Entertainment for the Masses

In the 1920s, popular culture, like consumer goods, was mass-produced and mass-consumed. The proliferation of movies, radios, music, and sports meant that Americans found plenty to do, and in doing the same things, they helped create a national culture.

image
Duke Ellington Leads His Jazz Band From 1927 to 1931, the Duke Ellington Orchestra was the house band at the Cotton Club in Harlem, where black performers played for white audiences. The photograph captures something of the energy and exuberance that helped make Ellington America’s greatest jazz composer and bandleader.
© Bettmann/Corbis.

Nothing offered escapist delights like the movies. Hollywood, California, discovered the successful formula of combining opulence, sex, and adventure. Admission was cheap, and by 1929 the movies were drawing more than 80 million people in a single week. Hollywood created “movie stars,” glamorous beings whose every move was tracked by fan magazines. Rudolph Valentino, described as “catnip to women,” and Clara Bow, the “It Girl” (everyone knew what it was), became household names. Most loved of all was the comic Charlie Chaplin, whose famous character, the wistful Little Tramp, showed an endearing inability to cope with the rules and complexities of modern life.

663

Americans also found heroes in sports. Baseball solidified its place as the national pastime in the 1920s. It remained essentially a game played by and for the working class. In George Herman “Babe” Ruth, baseball had the most cherished free spirit of the time. The rowdy escapades of the “Sultan of Swat” demonstrated that sports offered a way to break out of the ordinariness of everyday life. By “his sheer exuberance,” one sportswriter declared, Ruth “has lightened the cares of the world.”

The public also fell in love with a young boxer from the grim mining districts of Colorado. As a teenager, Jack Dempsey had made his living hanging around saloons betting he could beat anyone in the house. When he took the heavyweight crown just after World War I, he was revered as the people’s champ, a stand-in for the average American who felt increasingly confined by bureaucracy and machine-made culture. In Philadelphia in 1926, a crowd of 125,000 fans saw challenger Gene Tunney pummel and defeat the people’s champ.

Football, essentially a college sport, held greater sway with the upper classes. The most famous coach, Knute Rockne of Notre Dame, celebrated football for its life lessons of hard work and teamwork.
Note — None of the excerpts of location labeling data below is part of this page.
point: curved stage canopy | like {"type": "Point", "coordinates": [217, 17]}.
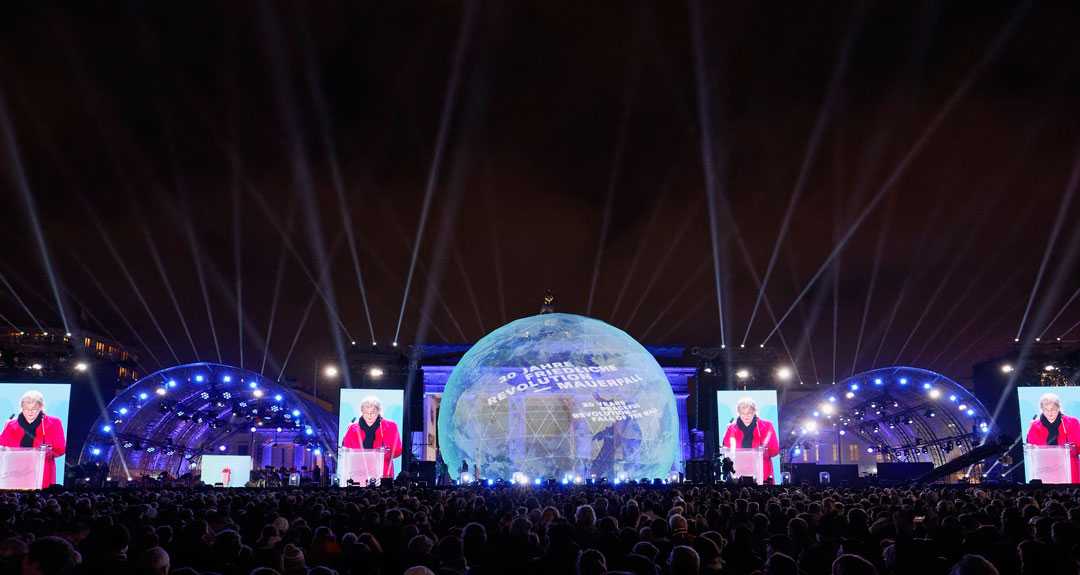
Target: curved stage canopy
{"type": "Point", "coordinates": [899, 414]}
{"type": "Point", "coordinates": [170, 418]}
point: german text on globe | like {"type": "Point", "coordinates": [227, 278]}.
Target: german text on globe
{"type": "Point", "coordinates": [559, 397]}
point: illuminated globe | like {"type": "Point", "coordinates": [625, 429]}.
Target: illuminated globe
{"type": "Point", "coordinates": [558, 396]}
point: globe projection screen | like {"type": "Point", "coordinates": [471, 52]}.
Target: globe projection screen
{"type": "Point", "coordinates": [56, 398]}
{"type": "Point", "coordinates": [557, 396]}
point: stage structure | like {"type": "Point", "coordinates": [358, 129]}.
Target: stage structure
{"type": "Point", "coordinates": [562, 397]}
{"type": "Point", "coordinates": [169, 419]}
{"type": "Point", "coordinates": [886, 415]}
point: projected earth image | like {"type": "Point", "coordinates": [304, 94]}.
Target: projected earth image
{"type": "Point", "coordinates": [558, 396]}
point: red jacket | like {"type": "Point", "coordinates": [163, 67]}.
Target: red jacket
{"type": "Point", "coordinates": [50, 431]}
{"type": "Point", "coordinates": [386, 436]}
{"type": "Point", "coordinates": [1068, 432]}
{"type": "Point", "coordinates": [764, 436]}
Let the professors make learning as exciting as football, Rockne advised, and the problem of getting young people to learn would disappear. But in keeping with the times, football moved toward a more commercial spectacle. Harold “Red” Grange, “the Galloping Ghost,” led the way by going from stardom at the University of Illinois to the Chicago Bears in the new professional football league.

The decade’s hero worship reached its zenith in the celebration of Charles Lindbergh, a young pilot who set out on May 20, 1927, to become the first person to fly solo nonstop across the Atlantic. Newspapers tagged Lindbergh “the Lone Eagle”—the perfect hero for an age that celebrated individual accomplishment. “Charles Lindbergh,” one journalist proclaimed, “is the stuff out of which have been made the pioneers that opened up the wilderness. His are the qualities which we, as a people, must nourish.” Lindbergh realized, however, that technical and organizational complexity was fast reducing chances for solitary achievement. Consequently, he titled his book about the flight We (1927) to include the machine that had made it all possible.

Another machine—the radio—became crucial to mass culture in the 1920s. The nation’s first licensed radio station, KDKA in Pittsburgh, began broadcasting in 1920, and soon American airwaves buzzed with news, sermons, soap operas, sports, comedy, and music. Because they could now reach prospective customers in their own homes, advertisers bankrolled radio’s rapid growth. Between 1922 and 1929, the number of radio stations in the United States increased from 30 to 606. In just seven years, homes with radios jumped from 60,000 to a staggering 10.25 million.